Di sebuah hutan, terdapat rawa yang dihuni oleh beberapa
jenis ikan. Di antaranya adalah sekelompok ikan mujair yang hidupnya sangat
tenteram dan bahagia. Namun ketenangan mereka terganggu sejak seekor ular
merah, atau si Merah sering mencari mangsa di tepi sungai. Ular selalu memakan
apa pun yang dapat ia makan, termasuk ikan mujair yang hidup di sungai.
Suatu hari ular sedang berjalan dengan perut lapar.
Kebetulan semalam hujan turun dengan deras,
sehingga air sungai meluap.
“Ah…karena sungai banjir, semua makananku pasti habis
terbawa arus sungai,” keluh si Merah.

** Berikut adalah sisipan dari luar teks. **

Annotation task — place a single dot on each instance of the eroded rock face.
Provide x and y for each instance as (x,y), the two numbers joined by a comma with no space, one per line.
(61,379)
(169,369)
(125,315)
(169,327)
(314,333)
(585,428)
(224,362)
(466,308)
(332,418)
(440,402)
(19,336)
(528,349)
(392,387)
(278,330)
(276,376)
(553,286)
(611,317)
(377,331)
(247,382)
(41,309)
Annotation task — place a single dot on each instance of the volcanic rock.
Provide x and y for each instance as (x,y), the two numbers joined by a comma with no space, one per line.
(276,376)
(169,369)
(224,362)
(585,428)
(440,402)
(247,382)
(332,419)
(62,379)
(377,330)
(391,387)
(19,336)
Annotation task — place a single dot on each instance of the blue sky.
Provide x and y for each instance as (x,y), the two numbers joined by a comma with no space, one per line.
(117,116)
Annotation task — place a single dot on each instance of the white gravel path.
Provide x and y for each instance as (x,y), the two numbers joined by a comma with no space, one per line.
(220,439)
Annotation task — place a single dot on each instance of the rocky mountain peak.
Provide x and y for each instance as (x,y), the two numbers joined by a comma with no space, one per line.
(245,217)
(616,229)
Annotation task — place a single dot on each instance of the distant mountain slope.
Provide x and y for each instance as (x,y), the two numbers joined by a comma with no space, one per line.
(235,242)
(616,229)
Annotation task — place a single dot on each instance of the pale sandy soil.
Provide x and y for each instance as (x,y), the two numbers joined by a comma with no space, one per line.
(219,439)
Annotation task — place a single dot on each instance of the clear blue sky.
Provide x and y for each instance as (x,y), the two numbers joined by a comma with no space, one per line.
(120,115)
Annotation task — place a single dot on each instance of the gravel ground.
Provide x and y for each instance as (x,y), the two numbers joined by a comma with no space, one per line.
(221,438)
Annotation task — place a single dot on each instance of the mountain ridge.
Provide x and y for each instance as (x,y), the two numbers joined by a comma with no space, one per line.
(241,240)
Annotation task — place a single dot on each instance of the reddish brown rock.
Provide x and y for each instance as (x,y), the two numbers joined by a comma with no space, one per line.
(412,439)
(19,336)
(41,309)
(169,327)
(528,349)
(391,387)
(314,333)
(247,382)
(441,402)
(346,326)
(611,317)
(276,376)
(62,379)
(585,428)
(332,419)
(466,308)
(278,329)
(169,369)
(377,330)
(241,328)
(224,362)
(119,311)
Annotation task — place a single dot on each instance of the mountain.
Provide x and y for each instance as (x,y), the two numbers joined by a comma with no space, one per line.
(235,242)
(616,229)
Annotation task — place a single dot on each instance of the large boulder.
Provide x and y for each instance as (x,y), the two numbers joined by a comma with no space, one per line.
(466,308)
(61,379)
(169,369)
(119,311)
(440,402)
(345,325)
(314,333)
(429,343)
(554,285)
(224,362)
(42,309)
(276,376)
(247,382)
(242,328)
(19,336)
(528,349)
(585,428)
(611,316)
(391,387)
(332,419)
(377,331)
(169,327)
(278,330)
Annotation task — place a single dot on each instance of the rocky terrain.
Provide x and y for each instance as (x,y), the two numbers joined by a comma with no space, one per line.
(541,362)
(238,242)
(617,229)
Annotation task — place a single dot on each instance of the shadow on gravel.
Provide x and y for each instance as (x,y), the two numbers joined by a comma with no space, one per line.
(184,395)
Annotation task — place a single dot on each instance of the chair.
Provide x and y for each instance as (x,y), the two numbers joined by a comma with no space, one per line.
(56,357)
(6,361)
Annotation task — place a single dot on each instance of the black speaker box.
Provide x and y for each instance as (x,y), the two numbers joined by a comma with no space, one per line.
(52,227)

Matanya berusaha mengawasi rawa-rawa
sambil tetap berjalan pelan. Matanya bersinar ketika melihat seekor anak
mujair ada di rawa. Dengan sigap si Merah menangkap anak mujair dan memakannya.
Setelah si Merah kenyang, ia segera pulang ke rumahnya.
Sementara itu orang tua ikan mujair sangat sedih setelah
tahu kalau anaknya dimakan oleh si Merah. Beberapa hari kemudian si Merah
kembali datang ke rawa dengan tujuan mencari makan untuknya juga untuk
anak-anaknya. Tiba-tiba muncullah ayah mujair.
“Hai, Merah. Mengapa kau memangsa anakku? Apakah kau lupa
akan perjanjian kita, bahwa di antara ikan dan ular tidak boleh saling
memangsa?” Si Merah segera teringat sebuah perjanjian yang pernah dijelaskan
oleh ibunya. Antara ular dan ikan memang tidak boleh saling memangsa. Kalau ada
yang melanggar, maka ia akan celaka.
“Aku ti…tidak lupa !” jawab si Merah takut.
“Lalu kenapa kau memakan anakku?” si Merah tidak dapat
menjawab. Seluruh tubuhnya benar-benar gemetar. Ia takut kalau nanti akan
mendapat celaka karena telah melanggar perjanjian.
“Sebagai gantinya kau harus menyerahkan salah satu anakmu
pada kami. Hutang nyawa harus dibayar nyawa!”
“Baiklah, aku akan serahkan anakku.”
Keesokan harinya ular datang kembali sambil membawa salah
satu anaknya. Dengan sangat terpaksa ia menyerahkan anaknya itu pada ikan
mujair. Untunglah ikan mujair tidak membunuh anak ular itu. Ikan mujair hanya
mengurung anak ular itu dan suatu saat akan dikembalikan lagi kepada induknya.
Mulai saat itu si Merah tidak berani lagi memakan ikan mujair. Ia juga selalu
mengingatkan anak-anaknya agar tidak memangsa ikan mujair.